In Europe 500 years ago, statues were throwing off their clothes. The naked human body was honoured in a revolutionary way. After more than a millennium of Christian veiling, the flesh was suddenly shown off. Michelangelo carved his statue of David, putting a colossal male nude at the public heart of the Florentine republic. Giorgione emulated him by putting nude paintings of women outdoors in Venice. In Orvieto, the wiry nudes of Luca Signorelli gathered for the Last Judgment.
Traditionally this rebirth of the nude, which shaped a new sense of human beauty and helped create modern culture, is explained by the Renaissance rediscovery of ancient Greek and Roman nude sculpture. But there was another cause – and it has been revealed by the restorer who discovered long-lost images of Americans hidden in a fresco by Pinturicchio.

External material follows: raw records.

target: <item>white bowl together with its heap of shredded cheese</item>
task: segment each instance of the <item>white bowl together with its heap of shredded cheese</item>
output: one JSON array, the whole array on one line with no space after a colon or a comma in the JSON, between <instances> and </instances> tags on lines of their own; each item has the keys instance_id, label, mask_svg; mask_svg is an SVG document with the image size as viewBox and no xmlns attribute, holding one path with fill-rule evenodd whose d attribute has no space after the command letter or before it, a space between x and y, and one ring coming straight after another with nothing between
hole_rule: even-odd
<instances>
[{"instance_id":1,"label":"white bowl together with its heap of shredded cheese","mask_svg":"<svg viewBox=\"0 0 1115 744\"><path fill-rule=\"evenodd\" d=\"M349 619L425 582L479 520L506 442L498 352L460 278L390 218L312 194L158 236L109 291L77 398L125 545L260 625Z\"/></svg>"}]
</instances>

The painting in the Vatican shows American Indians dancing naked: a penis is clearly visible in this frank portrayal of life in the New World.
Columbus first sailed to the Americas in 1492: in that year Europe "discovered" America. The newly found scene was painted just two years later. It records one of the most dramatic stories the explorers told about America's indigenous peoples: they are naked, nudo, wrote the adventurer Amerigo Vespucci, who followed soon after Columbus.
Woodcuts in books by Columbus and Vespucci, like this newly found painting, show America as a continent of nudes. Vespucci's writings were circulating in Florence when Michelangelo worked on David. The nude figure Michelangelo carved is a noble savage: an American, naked and innocent. The discovery of pure, uncorrupted, naked people on the far side of the world helped to inspire the idea that nudity is the noblest way for a human being to be.
America was a Garden of Earthly Delights, Europeans thought, as they set out to pillage Eden.